(Luk. 6:46-49)
Kekuatan sebuah rumah sangat ditentukan oleh fondasinya. Meski dinding-dinding bangunan tersebut terbuat dari batu bata pilihan, tidak akan banyak manfaatnya, manakala fondasinya rapuh.
Demikianlah Sang Guru berkisah: ada dua orang yang membangun rumahnya di atas dasar berbeda. Yang pertama membangun rumahnya di atas batu, sedangkan yang kedua membangun rumahnya di atas tanah tanpa dasar. Jika tidak ada hujan dan banjir, serta angin melanda, tentulah kedua rumah itu masih tegak berdiri. Namun tatkala bencana alam menerpa, hancurlah rumah yang didirikan di atas tanah tanpa dasar.

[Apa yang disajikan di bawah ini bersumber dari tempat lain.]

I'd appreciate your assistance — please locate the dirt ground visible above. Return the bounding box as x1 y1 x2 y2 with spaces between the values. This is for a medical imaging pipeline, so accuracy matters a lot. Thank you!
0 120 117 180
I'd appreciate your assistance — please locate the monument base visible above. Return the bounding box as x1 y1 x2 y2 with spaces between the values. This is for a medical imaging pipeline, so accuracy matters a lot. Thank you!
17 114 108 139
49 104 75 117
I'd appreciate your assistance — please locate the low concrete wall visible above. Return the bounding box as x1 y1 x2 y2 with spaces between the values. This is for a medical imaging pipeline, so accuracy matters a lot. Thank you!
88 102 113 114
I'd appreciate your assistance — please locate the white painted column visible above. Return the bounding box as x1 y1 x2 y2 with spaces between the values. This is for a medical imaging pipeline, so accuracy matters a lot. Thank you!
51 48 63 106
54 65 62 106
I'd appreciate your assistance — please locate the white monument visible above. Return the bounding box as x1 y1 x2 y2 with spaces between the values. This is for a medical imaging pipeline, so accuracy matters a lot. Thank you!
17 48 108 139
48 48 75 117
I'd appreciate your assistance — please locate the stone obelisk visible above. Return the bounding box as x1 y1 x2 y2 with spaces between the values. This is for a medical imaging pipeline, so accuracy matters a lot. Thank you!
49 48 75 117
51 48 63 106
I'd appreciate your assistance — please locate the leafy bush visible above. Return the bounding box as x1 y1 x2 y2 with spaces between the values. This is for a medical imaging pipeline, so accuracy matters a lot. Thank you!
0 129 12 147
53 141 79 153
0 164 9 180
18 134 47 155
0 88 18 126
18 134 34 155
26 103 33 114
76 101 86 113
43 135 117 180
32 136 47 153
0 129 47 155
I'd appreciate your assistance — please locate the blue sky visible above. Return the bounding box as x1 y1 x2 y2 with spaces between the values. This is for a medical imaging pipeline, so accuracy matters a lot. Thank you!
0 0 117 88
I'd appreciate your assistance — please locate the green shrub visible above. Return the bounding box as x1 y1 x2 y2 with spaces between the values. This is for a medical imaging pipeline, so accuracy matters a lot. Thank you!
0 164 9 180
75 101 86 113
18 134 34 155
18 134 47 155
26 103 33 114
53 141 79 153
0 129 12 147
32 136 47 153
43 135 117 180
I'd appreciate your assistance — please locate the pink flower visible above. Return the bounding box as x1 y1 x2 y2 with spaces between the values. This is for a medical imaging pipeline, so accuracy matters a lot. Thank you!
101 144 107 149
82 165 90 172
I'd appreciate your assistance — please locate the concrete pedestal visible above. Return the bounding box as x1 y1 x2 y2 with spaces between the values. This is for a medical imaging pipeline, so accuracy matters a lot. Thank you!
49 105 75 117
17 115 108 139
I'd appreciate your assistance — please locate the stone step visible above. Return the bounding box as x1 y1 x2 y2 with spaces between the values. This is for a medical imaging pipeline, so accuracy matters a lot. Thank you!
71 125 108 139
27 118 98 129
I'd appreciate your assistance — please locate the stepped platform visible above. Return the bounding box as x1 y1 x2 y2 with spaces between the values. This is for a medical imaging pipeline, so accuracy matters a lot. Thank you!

Kita dapat membayangkan bahwa membangun rumah tanpa dasar tentulah lebih cepat dan mudah. Namun, apalah artinya jika tidak ada kepastian sampai kapan kita dapat berlindung di dalamnya.
Rumah menyimbolkan kehidupan. Yang untuknya diperlukan juga sebuah fondasi yang kokoh. Kita tidak mungkin mengharapkan jalan kehidupan kita di dunia ini akan berlangsung dengan aman-aman saja. Kita juga tidak pernah tahu, kapan prahara kehidupan itu muncul. Meski demikian, semuanya itu dapat diantisipasi dengan fondasi kokoh yang kita miliki. Dan fondasi kokoh itu adalah melakukan firman Allah.
Melakukan firman Allah itu logis. Sebab Allah, Sang Pencipta, tak hanya ingin didengar. Dia berfirman agar kita melakukan titah-Nya. Sebenarnya, aneh juga sih, jika kita hanya mendengarkan, namun tidak melakukannya. Itu sama saja dengan tidak menghargai-Nya.